Monday, March 8, 2010

William Faulkner

William Faulkner
I had a harder time understanding the purpose behind this story then the others. I really didn’t get it. The only “lesson” I could pick out of everything was that the white person was also more important then the African American. Even though Nancy was having some sort of mental breakdown and supposedly going to be murdered very soon, the mother was worried about herself begin left alone in the house, then Nancy walking home by herself. It shows how selfish the white race was and how things have changed since then.
Nancy was a very unique character. She obviously has a whole lot of problems to deal with. It was hard for me to figure out exactly what was going on with her. Was she actually going crazy? Or was Jesus really out there to get her at a moments notice? Maybe, he was coming to get her because of the relationships she held with some of the men around town. She did go to jail for saying that Mr. Stovall still owed her for the last three times. Everything seemed very vague to me with the whole story.

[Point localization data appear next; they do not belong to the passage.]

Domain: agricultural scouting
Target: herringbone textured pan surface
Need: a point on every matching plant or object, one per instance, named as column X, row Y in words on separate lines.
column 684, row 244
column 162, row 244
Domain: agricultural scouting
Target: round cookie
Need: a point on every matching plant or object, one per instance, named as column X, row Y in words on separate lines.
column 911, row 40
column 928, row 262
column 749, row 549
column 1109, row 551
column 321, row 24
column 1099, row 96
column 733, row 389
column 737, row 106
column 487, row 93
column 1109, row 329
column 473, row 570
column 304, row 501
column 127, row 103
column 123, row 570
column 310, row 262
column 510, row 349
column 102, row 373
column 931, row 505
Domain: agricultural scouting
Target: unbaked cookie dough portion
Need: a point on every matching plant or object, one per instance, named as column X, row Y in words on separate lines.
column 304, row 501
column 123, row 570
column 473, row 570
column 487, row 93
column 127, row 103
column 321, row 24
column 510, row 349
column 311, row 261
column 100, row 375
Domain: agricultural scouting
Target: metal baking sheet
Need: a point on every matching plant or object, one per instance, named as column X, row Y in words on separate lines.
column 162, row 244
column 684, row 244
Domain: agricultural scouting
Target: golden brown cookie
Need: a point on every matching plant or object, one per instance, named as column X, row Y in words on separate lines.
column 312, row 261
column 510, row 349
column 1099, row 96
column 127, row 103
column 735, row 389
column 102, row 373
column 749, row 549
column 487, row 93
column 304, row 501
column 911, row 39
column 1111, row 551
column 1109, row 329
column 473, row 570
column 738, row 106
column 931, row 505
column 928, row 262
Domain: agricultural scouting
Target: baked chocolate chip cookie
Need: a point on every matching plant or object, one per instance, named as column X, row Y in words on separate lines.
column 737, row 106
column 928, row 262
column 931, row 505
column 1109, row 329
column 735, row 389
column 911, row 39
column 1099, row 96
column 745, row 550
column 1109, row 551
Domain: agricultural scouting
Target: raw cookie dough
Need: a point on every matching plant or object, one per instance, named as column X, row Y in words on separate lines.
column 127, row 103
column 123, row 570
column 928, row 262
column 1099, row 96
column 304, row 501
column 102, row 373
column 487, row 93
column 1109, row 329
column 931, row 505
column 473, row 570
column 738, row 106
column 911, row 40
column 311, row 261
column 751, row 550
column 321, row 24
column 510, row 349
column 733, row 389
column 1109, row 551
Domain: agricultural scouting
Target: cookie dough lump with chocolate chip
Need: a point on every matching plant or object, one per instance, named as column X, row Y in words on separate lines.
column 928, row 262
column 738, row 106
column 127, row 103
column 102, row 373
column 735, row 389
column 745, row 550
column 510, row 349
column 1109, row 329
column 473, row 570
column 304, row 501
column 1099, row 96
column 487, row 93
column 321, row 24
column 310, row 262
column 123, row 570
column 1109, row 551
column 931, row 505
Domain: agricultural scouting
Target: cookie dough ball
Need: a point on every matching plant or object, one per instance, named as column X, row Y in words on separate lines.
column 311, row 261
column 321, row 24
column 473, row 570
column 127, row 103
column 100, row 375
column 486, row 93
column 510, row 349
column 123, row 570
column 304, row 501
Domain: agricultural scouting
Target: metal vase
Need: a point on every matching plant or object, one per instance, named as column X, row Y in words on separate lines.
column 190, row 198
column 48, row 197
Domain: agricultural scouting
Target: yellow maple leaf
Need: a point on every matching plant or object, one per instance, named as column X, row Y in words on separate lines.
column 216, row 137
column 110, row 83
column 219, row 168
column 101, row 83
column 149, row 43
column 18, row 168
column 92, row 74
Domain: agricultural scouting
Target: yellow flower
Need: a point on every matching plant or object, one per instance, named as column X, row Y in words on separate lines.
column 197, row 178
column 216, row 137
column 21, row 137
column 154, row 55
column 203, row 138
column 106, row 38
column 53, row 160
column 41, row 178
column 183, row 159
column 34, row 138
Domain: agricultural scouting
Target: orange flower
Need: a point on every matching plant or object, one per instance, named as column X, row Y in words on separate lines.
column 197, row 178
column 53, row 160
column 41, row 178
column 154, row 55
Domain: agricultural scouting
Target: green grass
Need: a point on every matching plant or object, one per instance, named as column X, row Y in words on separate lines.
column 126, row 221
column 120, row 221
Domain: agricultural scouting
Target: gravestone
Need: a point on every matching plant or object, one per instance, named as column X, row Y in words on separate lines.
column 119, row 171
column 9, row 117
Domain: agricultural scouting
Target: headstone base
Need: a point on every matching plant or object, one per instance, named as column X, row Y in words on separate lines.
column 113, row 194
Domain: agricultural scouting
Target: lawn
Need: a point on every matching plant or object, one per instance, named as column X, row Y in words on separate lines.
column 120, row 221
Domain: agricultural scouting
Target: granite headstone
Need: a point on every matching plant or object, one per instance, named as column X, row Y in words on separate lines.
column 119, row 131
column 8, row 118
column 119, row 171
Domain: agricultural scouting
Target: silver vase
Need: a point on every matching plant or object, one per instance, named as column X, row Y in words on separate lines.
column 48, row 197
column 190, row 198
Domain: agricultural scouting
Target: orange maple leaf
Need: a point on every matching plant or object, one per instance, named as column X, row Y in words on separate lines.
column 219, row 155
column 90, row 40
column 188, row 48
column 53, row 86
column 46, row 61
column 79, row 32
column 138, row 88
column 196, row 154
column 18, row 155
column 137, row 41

I did like the character of the father in the story. He seemed to genuinely concerned with Nancy, while still trying to keep up the proper relationship between a white man and an African American woman in that time. He tried to send her home but still came to check up on things when she would start to cry softly. I think his wife must have felt a sort of jealousy when he would walk her home because she was scared of the dark.
I would like to have read more about this story. It would have been nice to see if Nancy ends up dead or not and by whom. Maybe she wasn’t really scared of Jesus but just used him as an excuse for something else she was scared of. There were times that she didn’t like being a negro and felt that only God knew how she would end up.